Run LLMs on Apple Neural Engine (ANE)

Role and value of the Apple Neural Engine (ANE)

  • Mixed views on whether ANE is “wasted silicon” vs. a smart low‑power accelerator.
  • Some argue Apple should have just added tensor cores to the GPU (GPU+tensor > GPU+separate NPU for perf/area).
  • Counterpoint: ANE gives much better performance per watt and is tuned for mobile/“background” ML tasks (OCR, Photos features, speech, on‑device “Apple Intelligence”), leaving the GPU free for graphics.

Hardware characteristics & bottlenecks

  • ANE excels at FP16 / INT8 matrix multiply–accumulate (systolic arrays), but:
    • Limited to static shapes; variable-length attention and KV cache require workarounds (chunking, sliding fixed-size caches).
    • ANE supports FP16 + integers only; GPU got bfloat16 from M2, but not ANE.
    • Main bottleneck is memory bandwidth: historically ~64 GB/s on early chips, improved on M3/M4 but still lower than GPU bandwidth.
  • For LLMs, especially quantized ones, memory bandwidth dominates; GPU is usually faster for 3–8B models and up.

Performance, power, and Anemll results

  • Benchmarks in the thread (M4 Max, ~8B model):
    • ANE/Anemll: ~9 tok/s, ~0.5 GB RAM.
    • MLX (GPU, 8‑bit): ~50 tok/s, ~8.5 GB RAM.
    • llama.cpp (GPU, 8‑bit): ~41 tok/s.
  • Another user: ANE gives about half the throughput of GPU but roughly 10x lower power (≈2 W vs. ≈20 W), e.g. 47–62 tok/s on 1B models at a few watts.
  • ANE can enable much lower memory footprints but may stream layers or use chunking to fit, with unclear overhead.
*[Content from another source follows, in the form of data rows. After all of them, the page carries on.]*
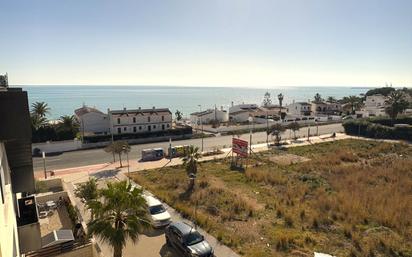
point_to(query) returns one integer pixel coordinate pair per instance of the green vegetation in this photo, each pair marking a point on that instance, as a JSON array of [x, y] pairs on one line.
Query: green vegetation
[[379, 128], [119, 148], [119, 214], [42, 130], [352, 198], [396, 103]]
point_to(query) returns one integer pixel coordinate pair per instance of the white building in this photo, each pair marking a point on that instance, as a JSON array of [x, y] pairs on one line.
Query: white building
[[374, 106], [208, 116], [299, 109], [241, 113], [140, 120], [326, 108], [92, 121]]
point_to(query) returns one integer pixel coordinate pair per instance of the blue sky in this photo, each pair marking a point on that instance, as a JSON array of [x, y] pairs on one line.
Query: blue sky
[[255, 43]]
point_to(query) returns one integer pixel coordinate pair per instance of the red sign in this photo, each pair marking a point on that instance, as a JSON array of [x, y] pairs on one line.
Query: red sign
[[240, 147]]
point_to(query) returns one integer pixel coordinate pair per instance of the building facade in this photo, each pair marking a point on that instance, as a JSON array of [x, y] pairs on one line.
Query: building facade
[[92, 121], [299, 109], [209, 116], [132, 121], [19, 226], [326, 108]]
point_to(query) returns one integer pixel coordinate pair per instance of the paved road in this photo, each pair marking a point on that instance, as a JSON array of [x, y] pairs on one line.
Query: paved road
[[96, 156]]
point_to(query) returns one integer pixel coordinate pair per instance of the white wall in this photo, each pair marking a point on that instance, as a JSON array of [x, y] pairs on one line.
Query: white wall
[[94, 122], [9, 242]]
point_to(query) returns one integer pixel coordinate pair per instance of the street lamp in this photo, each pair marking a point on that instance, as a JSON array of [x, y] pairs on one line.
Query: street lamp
[[250, 119], [127, 157], [280, 98], [201, 123]]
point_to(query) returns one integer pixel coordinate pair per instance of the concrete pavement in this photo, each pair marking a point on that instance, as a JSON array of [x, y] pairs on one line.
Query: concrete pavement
[[152, 244], [98, 156]]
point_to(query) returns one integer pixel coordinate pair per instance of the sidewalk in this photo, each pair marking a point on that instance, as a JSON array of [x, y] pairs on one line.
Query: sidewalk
[[136, 166]]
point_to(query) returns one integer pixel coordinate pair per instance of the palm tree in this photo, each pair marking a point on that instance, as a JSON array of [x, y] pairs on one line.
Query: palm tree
[[121, 214], [68, 123], [318, 98], [276, 131], [396, 103], [331, 99], [119, 148], [40, 109], [190, 162], [294, 126], [37, 121], [266, 99], [179, 115]]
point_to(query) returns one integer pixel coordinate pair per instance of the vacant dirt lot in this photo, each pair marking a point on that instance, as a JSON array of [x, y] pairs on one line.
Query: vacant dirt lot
[[348, 198]]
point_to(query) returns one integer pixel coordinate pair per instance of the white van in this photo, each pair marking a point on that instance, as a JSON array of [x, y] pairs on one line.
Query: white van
[[159, 215]]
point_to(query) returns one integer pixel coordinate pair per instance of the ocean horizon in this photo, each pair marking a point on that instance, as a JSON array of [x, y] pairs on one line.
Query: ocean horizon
[[64, 99]]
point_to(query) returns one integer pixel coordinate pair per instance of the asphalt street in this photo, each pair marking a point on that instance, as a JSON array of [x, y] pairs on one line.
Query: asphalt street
[[97, 156]]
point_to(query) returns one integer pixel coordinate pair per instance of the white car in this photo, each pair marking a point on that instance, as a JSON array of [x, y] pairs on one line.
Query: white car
[[159, 215]]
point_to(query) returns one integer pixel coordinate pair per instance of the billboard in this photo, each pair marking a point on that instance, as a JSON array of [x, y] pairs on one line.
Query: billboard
[[240, 147]]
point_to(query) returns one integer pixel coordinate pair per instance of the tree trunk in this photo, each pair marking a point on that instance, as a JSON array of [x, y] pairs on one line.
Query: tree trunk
[[120, 159], [117, 251]]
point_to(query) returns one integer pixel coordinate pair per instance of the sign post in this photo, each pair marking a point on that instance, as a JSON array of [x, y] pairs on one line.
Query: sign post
[[241, 149]]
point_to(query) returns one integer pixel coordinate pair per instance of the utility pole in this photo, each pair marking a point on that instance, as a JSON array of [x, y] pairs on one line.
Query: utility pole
[[44, 165], [201, 124], [128, 166], [111, 132], [250, 119], [267, 129]]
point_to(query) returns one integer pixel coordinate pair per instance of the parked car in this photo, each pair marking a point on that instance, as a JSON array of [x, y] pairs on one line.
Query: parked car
[[187, 240], [159, 216], [152, 154]]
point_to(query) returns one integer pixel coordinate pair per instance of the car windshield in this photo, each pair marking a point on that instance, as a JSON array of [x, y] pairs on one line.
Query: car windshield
[[156, 209], [193, 238]]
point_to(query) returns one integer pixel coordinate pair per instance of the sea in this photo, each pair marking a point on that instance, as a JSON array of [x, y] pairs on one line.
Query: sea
[[63, 100]]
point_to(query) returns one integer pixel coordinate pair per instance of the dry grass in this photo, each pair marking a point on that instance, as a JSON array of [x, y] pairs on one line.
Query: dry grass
[[353, 198]]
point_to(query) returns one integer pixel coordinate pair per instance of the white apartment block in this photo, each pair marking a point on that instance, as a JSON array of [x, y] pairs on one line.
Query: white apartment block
[[129, 121], [299, 109], [92, 121], [208, 116]]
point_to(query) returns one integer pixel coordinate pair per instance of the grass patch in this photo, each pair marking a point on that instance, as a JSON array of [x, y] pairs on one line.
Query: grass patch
[[352, 198]]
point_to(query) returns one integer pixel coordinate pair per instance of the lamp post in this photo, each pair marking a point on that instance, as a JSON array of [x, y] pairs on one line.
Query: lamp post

Tooling, APIs, and closed ecosystem issues

  • Core ML / coremltools are the only practical way to reach ANE; low‑level access is effectively closed.
  • Constraints: static I/O shapes, limited dtypes, and fragile model conversion (Core ML and ONNX routes reported as brittle, under‑maintained, and hard to debug).
  • Even Apple’s own MLX framework doesn’t support ANE due to its closed API; hobby projects (tinygrad, bare‑metal ANE) are outdated or blocked.

Use cases & limits

  • ANE is widely used for “light” inference (vision, OCR, speech, small transformers) where low power and low thermal impact matter.
  • Training on ANE is generally seen as impractical; Apple’s own TensorFlow‑Metal uses GPU only.
  • Context length is currently limited in some ANE LLM deployments (often 512–2k tokens), with workarounds but no seamless large‑context support.

Broader NPU comparison & skepticism

  • Similar complaints are raised about Qualcomm, Intel, and AMD NPUs: good for small, low‑power models but not competitive with GPUs for larger LLMs.
  • Some see all current NPUs (including ANE) as tightly constrained, use‑case‑specific hardware whose software stacks lag ML research and are not yet “serious” general ML platforms.